No filme “Terra Selvagem”, que conta a história de Jim Elliot, há uma cena que me chama a atenção quando penso no tema deste artigo. Trata-se de uma festa na casa de Jim. Em certo trecho, as pessoas estão alegres, celebrando, famílias reunidas em um momento de descontração - provavelmente também compartilhando desafios e dores já enfrentados. Nada parecido com uma reunião dos Vingadores ou da Liga da Justiça.
Essa cena me marca porque, confesso, durante muito tempo considerei os missionários como um tipo diferente de cristãos, quase “super-heróis”. Imaginava que eram os “super” cristãos: sempre sorrindo, amando a Deus sem dúvidas ou questionamentos, lidando com inúmeras responsabilidades sem nunca sentir o peso das dificuldades da vida ou do campo missionário. Infelizmente, no imaginário comum do evangélico brasileiro, os missionários muitas vezes são vistos dessa forma. Mas a verdade é que existe uma realidade silenciosa, invisível, que passa despercebida por nós e que precisa ser reconhecida.
Abner Morilha (2019), em sua tese de doutorado, realizou uma pesquisa para investigar a presença de transtornos emocionais em missionários que atuam em contextos transculturais. Participaram 327 missionários, que responderam testes e escalas sobre estresse, depressão, ansiedade e outros fatores. Os resultados mostraram que esses missionários são fortes candidatos ao desenvolvimento de transtornos mentais comuns, como ansiedade, estresse e depressão. A pesquisa apontou uma prevalência de ansiedade moderada ou grave em 35,5% dos missionários entrevistados.
Dizer “sim” ao chamado e assumir uma vida de sacrifício, distante de amigos e familiares, com o tempo pode levar alguém a viver traumas e perdas contínuas — ainda que seja um privilégio passar por tudo isso por amor a Cristo. O que antes era normal deixa de estar presente. Por isso, esses dados são importantes: eles nos alertam para uma realidade invisível aos olhos de muitos de nós enquanto igreja e nos levam a refletir. Como, então, podemos ajudar missionários a lidar com dificuldades relacionadas à saúde mental e emocional que podem surgir durante seu tempo no campo?

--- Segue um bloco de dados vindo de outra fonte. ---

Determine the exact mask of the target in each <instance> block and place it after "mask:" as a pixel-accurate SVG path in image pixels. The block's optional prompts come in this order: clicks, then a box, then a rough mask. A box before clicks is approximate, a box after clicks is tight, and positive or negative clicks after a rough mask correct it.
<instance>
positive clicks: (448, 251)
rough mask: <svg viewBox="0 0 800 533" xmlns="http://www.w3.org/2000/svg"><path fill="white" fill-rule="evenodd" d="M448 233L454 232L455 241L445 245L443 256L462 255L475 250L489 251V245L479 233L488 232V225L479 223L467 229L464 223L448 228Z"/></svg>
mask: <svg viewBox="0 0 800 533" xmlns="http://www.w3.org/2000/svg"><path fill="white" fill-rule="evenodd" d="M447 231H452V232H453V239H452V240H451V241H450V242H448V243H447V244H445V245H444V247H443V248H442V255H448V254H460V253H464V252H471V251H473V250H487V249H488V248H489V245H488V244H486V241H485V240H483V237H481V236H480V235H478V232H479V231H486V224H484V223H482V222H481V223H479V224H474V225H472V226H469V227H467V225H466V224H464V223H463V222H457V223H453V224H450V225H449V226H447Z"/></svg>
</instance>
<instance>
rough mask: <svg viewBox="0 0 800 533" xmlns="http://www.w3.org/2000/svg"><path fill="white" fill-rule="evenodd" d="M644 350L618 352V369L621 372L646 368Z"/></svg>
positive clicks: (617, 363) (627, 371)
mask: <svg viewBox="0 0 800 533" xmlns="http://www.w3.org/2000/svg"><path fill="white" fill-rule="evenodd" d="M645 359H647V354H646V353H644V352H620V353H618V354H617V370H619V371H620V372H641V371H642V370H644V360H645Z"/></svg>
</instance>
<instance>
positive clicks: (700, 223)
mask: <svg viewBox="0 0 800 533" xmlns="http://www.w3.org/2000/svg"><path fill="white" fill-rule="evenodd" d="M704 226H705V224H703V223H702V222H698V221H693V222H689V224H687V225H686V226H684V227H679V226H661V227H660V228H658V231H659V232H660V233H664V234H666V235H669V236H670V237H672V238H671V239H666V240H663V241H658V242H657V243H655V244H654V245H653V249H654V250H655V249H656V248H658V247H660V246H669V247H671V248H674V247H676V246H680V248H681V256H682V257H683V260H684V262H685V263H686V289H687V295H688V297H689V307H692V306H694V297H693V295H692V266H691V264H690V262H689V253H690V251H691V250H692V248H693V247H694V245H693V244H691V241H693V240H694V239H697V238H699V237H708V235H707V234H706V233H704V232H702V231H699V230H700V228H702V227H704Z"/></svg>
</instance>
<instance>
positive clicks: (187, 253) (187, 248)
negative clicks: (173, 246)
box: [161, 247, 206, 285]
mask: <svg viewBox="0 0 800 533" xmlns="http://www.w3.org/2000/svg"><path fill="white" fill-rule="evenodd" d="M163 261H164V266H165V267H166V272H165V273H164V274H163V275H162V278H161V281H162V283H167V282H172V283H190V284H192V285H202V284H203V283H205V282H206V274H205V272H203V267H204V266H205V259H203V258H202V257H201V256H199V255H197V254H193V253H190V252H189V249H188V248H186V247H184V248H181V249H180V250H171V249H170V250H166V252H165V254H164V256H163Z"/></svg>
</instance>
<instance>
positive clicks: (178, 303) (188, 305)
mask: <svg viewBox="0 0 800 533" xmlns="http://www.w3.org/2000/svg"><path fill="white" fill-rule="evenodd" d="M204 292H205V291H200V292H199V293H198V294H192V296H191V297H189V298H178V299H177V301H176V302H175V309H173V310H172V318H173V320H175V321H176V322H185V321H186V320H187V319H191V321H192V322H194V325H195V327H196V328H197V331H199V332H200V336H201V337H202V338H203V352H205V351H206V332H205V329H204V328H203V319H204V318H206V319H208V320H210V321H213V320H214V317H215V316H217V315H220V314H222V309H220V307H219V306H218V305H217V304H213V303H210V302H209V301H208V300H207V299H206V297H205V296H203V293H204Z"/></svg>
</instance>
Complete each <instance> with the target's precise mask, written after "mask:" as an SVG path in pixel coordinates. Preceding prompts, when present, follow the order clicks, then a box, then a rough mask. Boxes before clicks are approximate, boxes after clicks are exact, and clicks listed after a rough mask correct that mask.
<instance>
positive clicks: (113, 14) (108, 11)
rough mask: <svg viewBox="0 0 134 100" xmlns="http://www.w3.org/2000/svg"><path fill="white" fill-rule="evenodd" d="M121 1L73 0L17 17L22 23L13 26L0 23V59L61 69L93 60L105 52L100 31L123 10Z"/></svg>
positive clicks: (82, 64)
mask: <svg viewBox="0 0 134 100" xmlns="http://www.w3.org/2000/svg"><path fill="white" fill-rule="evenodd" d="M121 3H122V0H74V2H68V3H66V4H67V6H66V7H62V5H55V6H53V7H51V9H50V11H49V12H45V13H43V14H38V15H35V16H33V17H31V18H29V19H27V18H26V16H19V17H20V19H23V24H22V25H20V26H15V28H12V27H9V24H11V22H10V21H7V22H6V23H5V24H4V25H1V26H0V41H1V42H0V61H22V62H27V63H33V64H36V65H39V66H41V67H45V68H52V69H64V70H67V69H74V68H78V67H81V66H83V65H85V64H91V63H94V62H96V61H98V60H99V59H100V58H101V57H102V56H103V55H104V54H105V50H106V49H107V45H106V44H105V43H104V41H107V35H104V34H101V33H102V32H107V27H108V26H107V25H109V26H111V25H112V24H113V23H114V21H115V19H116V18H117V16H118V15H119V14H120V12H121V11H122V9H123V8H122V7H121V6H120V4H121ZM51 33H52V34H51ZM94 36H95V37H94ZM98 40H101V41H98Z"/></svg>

Algumas formas simples e práticas incluem: manter contato frequente com o missionário; orar por seus pedidos; ler suas cartas ou notícias compartilhadas nas redes sociais e demonstrar que realmente as lemos; fazê-los saber que têm em nós alguém de confiança para serem vulneráveis; visitá-los quando possível; formar pequenos grupos de apoio para “adotar” um missionário; estar atentos a sinais de desgaste mental e emocional; e ser intencionais em demonstrar cuidado.
Que possamos, diante disso, reconhecer a humanidade por trás da missão. Esse reconhecimento não enfraquece a vocação do missionário, mas fortalece a qualidade do serviço prestado e preserva a dignidade daqueles que se dedicam a servir. Em vez de nos surpreendermos quando um missionário enfrenta problemas de saúde mental, que estejamos preparados para apoiá-lo.
Somos o corpo de Cristo, não unidades individuais. Cuidemos de cada membro do corpo, concedendo graça e proporcionando um espaço seguro para uma vida transparente e honesta. Investir no cuidado da saúde mental de nossos missionários é dever de toda igreja, bem como de todo crente em Jesus que deseja ter um impacto duradouro naquilo que Deus está fazendo no Brasil e entre as nações.